1st of December

By Alex Ruggles

No, this blog post is sadly not about the relative virtues of various toboggans. Rather it will explore four descriptive characteristics commonly used to dehumanise the unborn and legitimise abortion. SLED stands for Size, Level of Development, Environment and Degree of Dependency. Each of these characteristics are often used as arbitrary measures of humanity by those in favour of abortion. The aim of this post is to outline how these characteristics can be used to describe different humans but they do not encapsulate humanity itself.

Lets begin with size. If we argue that a person at their smallest and earliest stage, i.e a zygote, is not really a human and thus can be aborted, then we are left with an obvious question: at what size or stage does a person magically become human and claim the inherent right to life? Size of course does not determine worth and to argue that size is indicative of humanity is to concoct an utterly arbitrary measure after a human life has already begun. The logical endpoint of such an argument creates two conclusions. It would firstly find that if human worth is directly related to size then tall people are more valued than short people, that adults are more valuable than children and that men are more valuable than women-all of these statements are, of course, absurd. A second possible conclusion would be that human life begins to have values at a stage other than which it was created; what stage is this and what boundary size does a human have to reach to then be valued as a human being with inherent worth? If we are to value human life as possessing absolute worth, then this human has to have inherent worth regardless of size.

So, lets turn to the second characteristic, level of development.  Again, at what level of development does a human life have worth if it is not at the moment of conception when it’s development begins?  What stage of development would an individual have to pass through to qualify for a right to life? Why does an individual only begin to have value after a certain stage in the eyes of a pro-abortion advocate and what stage is this? All valuations of life that occur after conception are arbitrary and subjective. We do not become more human as we grow we simply develop along the human path; no human grows if it is not already alive. A human being looks like a zygote at the zygote stage because that is the correct development of that particular human at that particular time. Human value cannot grow or increase, and to believe it can has dangerous implications for the born and unborn alike.  The elderly often lose some of the faculties they had when they were younger but this does not mean they lose any of their humanity. Similarly if I were to be in a car accident and ended up in a wheelchair, I would be technically ‘less developed’ and ‘more dependent’ than my peers but I would still be entirely human.

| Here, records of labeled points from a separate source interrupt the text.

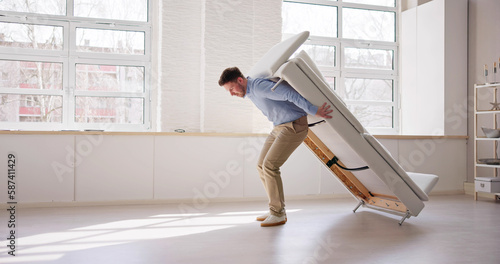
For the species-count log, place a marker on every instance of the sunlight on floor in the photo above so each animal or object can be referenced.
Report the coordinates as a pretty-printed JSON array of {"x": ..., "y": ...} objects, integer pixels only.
[{"x": 52, "y": 246}]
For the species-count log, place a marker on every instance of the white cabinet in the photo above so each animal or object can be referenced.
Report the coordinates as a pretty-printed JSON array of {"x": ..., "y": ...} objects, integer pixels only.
[{"x": 486, "y": 139}]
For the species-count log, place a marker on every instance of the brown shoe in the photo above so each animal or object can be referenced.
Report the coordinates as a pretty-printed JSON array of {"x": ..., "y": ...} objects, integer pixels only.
[{"x": 273, "y": 220}]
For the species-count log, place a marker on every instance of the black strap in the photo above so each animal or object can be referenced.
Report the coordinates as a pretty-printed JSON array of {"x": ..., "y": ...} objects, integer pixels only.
[
  {"x": 335, "y": 160},
  {"x": 316, "y": 123}
]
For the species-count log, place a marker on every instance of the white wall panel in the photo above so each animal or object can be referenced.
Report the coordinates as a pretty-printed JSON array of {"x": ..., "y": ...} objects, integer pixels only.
[
  {"x": 114, "y": 168},
  {"x": 198, "y": 168},
  {"x": 44, "y": 167},
  {"x": 445, "y": 158}
]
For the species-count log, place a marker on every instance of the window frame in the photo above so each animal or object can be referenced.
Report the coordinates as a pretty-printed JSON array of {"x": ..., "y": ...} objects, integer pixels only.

The third topic to discuss is that of environment, or location. Now the argument that pro-abortion advocates put forward essentially claims that human life is less valuable inside the womb than out of it. Thus, the argument must be that, by travelling through the birth canal a human being magically becomes imbued with the inherent right to life. This is of course erroneous; if an individual has inherent worth then its location should not matter, its value is not dependent on where it is but is integral to its very being. Sickeningly, abortion ensures that a place in which a child should be safest is actually where they are most vulnerable. Bodily autonomy is often cited as a justifiable reason for abortion but one has to ask the question, bodily autonomy for whom? Abortion violates a pre-born baby’s bodily autonomy in the worst possible way. That baby did not choose to be there, it did not appear in its mother through the result of its own actions, rather it is simply in the place it should be for a human at its stage of growth.

This brings us onto the final topic of SLED: degree of dependency which is arguably the central point of the abortion debate. Science incontrovertibly proves that life begins at conception, this debate can no longer be about when life begins, it can now only be about whether the direct intentional killing of a human life is acceptable because of the child’s absolute dependence on their mother. In order to argue that this is not acceptable, as all pro-lifers do, we must discuss the concept of viability. The UK law of abortion up to 24 weeks is based on when a newborn child can survive outside of the womb, although even this is not an accurate law as babies have been shown to be able to survive at 21 weeks. The argument in favour of abortion uses viability to argue that a child should be allowed to be killed because they are not viable to survive outside the womb on their own. This argument misses two key points; firstly, the reality is that a baby (born or not) can only survive through their utter dependency on other individuals. A parent or guardian has a responsibility to nurture that child up until the age of maturity at eighteen and even after that point every human is dependent in some way or another on other individuals. Secondly, this point fails to recognise that the vulnerability and dependency of a child, both born and pre-born imparts a degree of responsibility to the rest of humanity to safeguard their inherent right to life, rather than violate it. Its very dependency creates a moral commitment for other individuals to protect the child and to recognize their innate value.

The easiest way to dehumanise a section of society is to claim that its members are ‘not like us’.  All of the ‘SLED’ characteristics can be used to do just this, the unborn are smaller than us, are less developed, they exist in a different environment to us and they have a higher degree of dependency.  But every born person is also different to everyone else when it comes to these factors.  We are not carbon copies of each other.

Human life, which begins at conception, has innate worth regardless of subjective and arbitrary valuations.